Le Tout Nouveau Testament
Le Tout Nouveau Testament© DR

Un mot, enfin, du festival des Belges. Près de 20 ans après Le Huitième jour, Jaco Van Dormael retrouve donc la Croisette avec Le Tout Nouveau Testament, son quatrième long métrage, présenté à la Quinzaine, là où tout avait débuté pour Toto le héros; un retour dont on se réjouit d’autant plus qu’il survient après l' »affaire » Mr. Nobody. Nulle trace, par contre, des Chevaliers blancs de Joachim Lafosse, et c’est là, bien sûr, une déception. Restent plusieurs coproductions –Je suis un soldat de Laurent Larivière à Un Certain Regard, Les Cowboys de Thomas Bidegain à la Quinzaine, Ni le ciel ni la terre de Clément Cogitore à la Semaine de la Critique-, et deux courts métrages en sélection officielle, Het Paradijs de Laura Vandewynckel et Copain de Jan et Raf Roosens, comme autant de promesses de lendemains souriants…

 Ethan Coen, Joel Coen
Ethan Coen, Joel Coen© AP

Les Coen, duo présidentiel

C’est une première dans l’histoire du festival: le jury n’aura pas un mais bien deux présidents, à savoir les Américains Joel et Ethan Coen. Succédant à Jane Campion dans cette lourde tâche, les deux frères débarquent en terrain connu, eux dont la longue histoire cannoise est balisée d’une Palme d’Or (Barton Fink, 1991), de deux Prix de la mise en scène (Fargo, en 1996, et The Man Who Wasn’t There, en 2001) et d’un Grand Prix du jury (Inside Llewyn Davis, en 2013). Les Brothers retrouveront par ailleurs de vieilles connaissances sur la Croisette, et notamment Roger Deakins, directeur de la photographie sur la grande majorité de leurs films depuis Barton Fink, à qui un hommage sera rendu pendant le festival.

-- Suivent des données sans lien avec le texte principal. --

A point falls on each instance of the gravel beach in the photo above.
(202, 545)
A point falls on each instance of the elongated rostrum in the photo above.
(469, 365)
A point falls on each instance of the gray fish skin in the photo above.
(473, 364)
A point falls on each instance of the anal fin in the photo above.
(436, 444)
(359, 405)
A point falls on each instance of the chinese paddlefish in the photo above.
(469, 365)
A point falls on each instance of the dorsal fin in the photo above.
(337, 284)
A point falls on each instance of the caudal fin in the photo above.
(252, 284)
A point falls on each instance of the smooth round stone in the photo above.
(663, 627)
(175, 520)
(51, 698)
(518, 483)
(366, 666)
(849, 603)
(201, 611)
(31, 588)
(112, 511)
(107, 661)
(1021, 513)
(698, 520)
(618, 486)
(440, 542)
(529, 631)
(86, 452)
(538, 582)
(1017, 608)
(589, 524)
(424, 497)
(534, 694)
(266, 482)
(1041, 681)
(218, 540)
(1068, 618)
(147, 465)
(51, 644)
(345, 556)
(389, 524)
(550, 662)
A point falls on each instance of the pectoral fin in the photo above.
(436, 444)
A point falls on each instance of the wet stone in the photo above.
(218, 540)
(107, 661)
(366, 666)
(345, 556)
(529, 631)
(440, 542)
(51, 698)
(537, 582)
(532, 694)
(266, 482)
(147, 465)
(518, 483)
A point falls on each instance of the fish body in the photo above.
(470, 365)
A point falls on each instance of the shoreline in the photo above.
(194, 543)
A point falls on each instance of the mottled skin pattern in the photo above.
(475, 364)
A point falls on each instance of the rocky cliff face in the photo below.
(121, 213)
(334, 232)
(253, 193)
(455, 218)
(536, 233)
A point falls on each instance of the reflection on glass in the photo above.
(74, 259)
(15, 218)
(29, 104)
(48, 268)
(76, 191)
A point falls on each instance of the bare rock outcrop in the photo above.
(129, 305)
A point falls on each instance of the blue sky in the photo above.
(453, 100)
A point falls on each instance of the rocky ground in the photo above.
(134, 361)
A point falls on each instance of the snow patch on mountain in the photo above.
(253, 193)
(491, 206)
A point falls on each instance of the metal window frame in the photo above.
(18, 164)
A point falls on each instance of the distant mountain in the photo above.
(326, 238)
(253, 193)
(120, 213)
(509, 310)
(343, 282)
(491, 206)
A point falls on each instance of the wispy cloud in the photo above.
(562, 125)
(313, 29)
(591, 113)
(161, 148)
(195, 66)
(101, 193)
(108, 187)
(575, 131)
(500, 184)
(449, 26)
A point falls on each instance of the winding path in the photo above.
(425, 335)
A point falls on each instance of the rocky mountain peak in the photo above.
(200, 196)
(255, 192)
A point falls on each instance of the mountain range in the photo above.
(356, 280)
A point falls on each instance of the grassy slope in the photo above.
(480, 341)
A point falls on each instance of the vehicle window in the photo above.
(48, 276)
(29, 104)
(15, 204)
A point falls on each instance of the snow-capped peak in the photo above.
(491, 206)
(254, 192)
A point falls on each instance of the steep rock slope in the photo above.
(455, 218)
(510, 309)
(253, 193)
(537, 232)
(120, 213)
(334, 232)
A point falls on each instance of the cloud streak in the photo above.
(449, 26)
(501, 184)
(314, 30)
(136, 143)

Les Coen sont aussi l’objet d’une actualité éditoriale avec la parution de Je suis un Lebowksi, tu es un Lebowski, ouvrage dédié, on s’en serait douté, au plus allumé de leurs films, The Big Lebowski (lequel, pour la petite histoire, avait vu les frangins faire une infidélité à Cannes, puisqu’il avait été présenté à Berlin). Ecrit par des fans -les quatre organisateurs du Lebowksi Fest qui réunit une fois l’an tout ce que la planète compte de « dude-freaks » ou peu s’en faut- pour les fans, c’est là une bible à savourer avec, à portée de main, un White Russian, la recette du cocktail étant fort obligeamment fournie. Interviews joyeusement délirantes des protagonistes (Jeff Bridges, John Goodman…) et de ceux ayant inspiré les personnages (et notamment de John Milius, le scénariste de Apocalypse Now, l’un des modèles de Walter Sobchak), lexique français-Achiever, guide des lieux de tournage, conseils pour dudifier son espace de travail…: il y a là un ouvrage aussi hilarant qu’essentiel, un concentré de « Dude attitude » tout simplement irrésistible.

JE SUIS UN LEBOWSKI, TU ES UN LEBOWSKI. DE BILL GREEN, BEN PESKOE, WILL RUSSELL ET SCOTT SHUFFITT, ÉDITIONS SÉGUIER, TRADUIT DE L’ANGLAIS (ETATS-UNIS) PAR CATHERINE BIROS, 264 PAGES.